In the budget the government did provide an extra $30 million over the next three years, but that was just half of what the ABC had deemed necessary for it to improve its services. Based on the ABC’s triennial submission, the extra funding granted by the government will only allow the production of 28 hours of local content next year. It will pay for just six additional hours of drama. Surely a government sitting on a massive budget surplus can do better than that and can support our Australian Broadcasting Corporation. Australians are entitled to a world-class public broadcaster that is able to adequately invest in local drama.

Turning to the issue of community broadcasting, I refer to proposed section 2 of the bill, which contains amendments to allow the regulator, the Australian Communications and Media Authority, ACMA, to license community broadcasters. Labor supports the community broadcasting sector as a vital part of our national media landscape. There are around 500 community radio and television broadcasters across Australia, including specialist broadcasters such as Indigenous broadcasters, ethnic broadcasters and religious broadcasters. Our democracy depends on different and diverse voices in our media community. The community broadcasting sector is a critical part of this diversity and should be supported. It is estimated that around 25,000 Australians are involved in the community broadcasting sector. It is important that the regulatory regime governing the sector appropriates efficiently.

Schedule 2 of the bill addresses an anomaly in the existing legislation. At present, ACMA is not able to transfer community broadcasting licences. In recent times, ACMA has encountered difficulties where companies operating community broadcasting services for Indigenous communities or Radio for the Print Handicapped have dissolved or changed identity. The bill proposes to allow ACMA to approve the transfer of a licence where the new licensee represents the same community of interest without the need to go through the full licence allocation process. This will save the regulator and community broadcasters both time and unnecessary expense. Under the amendments contained in the bill, the company taking up the broadcasting licence must notify ACMA within seven days of the transfer. ACMA’s decisions on whether to approve the transfer are subject to merits review by the Administrative Appeals Tribunal. These changes will give regulatory certainty to broadcasters and are supported by Labor.

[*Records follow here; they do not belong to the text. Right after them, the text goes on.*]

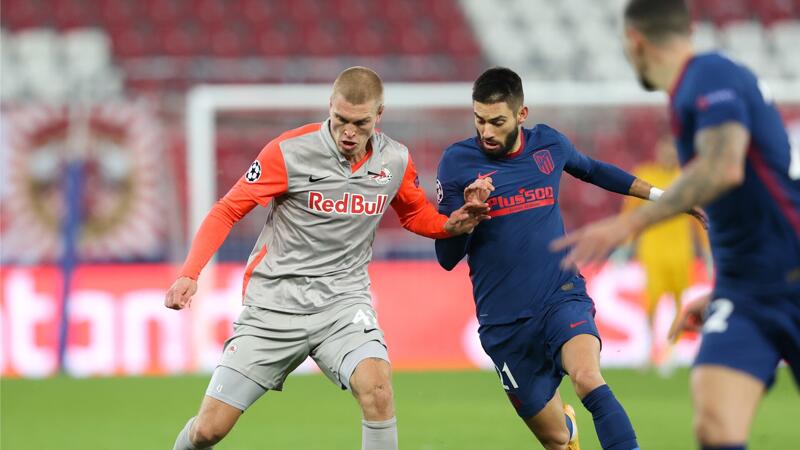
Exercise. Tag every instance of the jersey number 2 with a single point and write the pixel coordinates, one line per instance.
(717, 321)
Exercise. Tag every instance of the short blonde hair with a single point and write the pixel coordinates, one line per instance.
(358, 85)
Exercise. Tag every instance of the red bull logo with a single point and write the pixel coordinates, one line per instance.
(544, 161)
(355, 204)
(524, 199)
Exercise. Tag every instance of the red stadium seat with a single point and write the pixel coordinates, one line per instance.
(722, 12)
(771, 11)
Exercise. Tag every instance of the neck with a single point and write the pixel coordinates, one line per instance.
(670, 66)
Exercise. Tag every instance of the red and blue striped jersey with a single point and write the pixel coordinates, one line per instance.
(755, 227)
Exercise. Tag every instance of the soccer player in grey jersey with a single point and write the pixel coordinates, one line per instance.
(306, 287)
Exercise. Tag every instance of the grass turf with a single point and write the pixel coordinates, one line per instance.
(445, 410)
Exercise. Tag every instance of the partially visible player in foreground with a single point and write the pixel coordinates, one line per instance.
(306, 287)
(666, 251)
(536, 319)
(739, 163)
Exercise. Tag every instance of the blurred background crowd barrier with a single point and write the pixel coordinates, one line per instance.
(120, 124)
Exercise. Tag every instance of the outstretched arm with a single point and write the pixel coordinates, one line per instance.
(717, 168)
(419, 216)
(614, 179)
(265, 179)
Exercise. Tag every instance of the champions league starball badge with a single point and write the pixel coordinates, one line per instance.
(384, 177)
(253, 173)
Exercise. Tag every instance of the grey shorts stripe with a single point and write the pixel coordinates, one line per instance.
(233, 388)
(371, 349)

While this House is considering issues related to community broadcasting, I would like to raise another matter which is of great importance to that sector. The single most important issue confronting the community broadcasting sector over the next few years is the need to ensure that the sector is able to make the transition to digital broadcasting. In her recent discussion paper, the Minister for Communications, Information Technology and the Arts, Senator Coonan, indicated that the government would like to switch off analog broadcasting between 2010 and 2012. The minister promised to develop a digital action plan to facilitate this transition. There will be an advertising campaign to encourage Australians to buy a digital television or a set top box timed to coincide with that.

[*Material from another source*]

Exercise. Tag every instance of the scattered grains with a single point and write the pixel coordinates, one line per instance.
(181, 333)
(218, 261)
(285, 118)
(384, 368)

Digital television is supposed to offer Australians increased picture quality and more choice. That is not the case with community television, however. More than five years after the commercial and national television broadcasters began digital transmission in Australia, there is still no plan to assist community broadcasters to go digital. Consequently, consumers are faced with the absurd situation that when they make the switch to digital they actually get less choice. You cannot receive community television on Briz31 in Brisbane with a set top box. Labor believes that it is essential to provide a pathway to get community television into the digital age. If we do not, community television will simply die. This cannot be allowed to happen. I commend the bill to the House.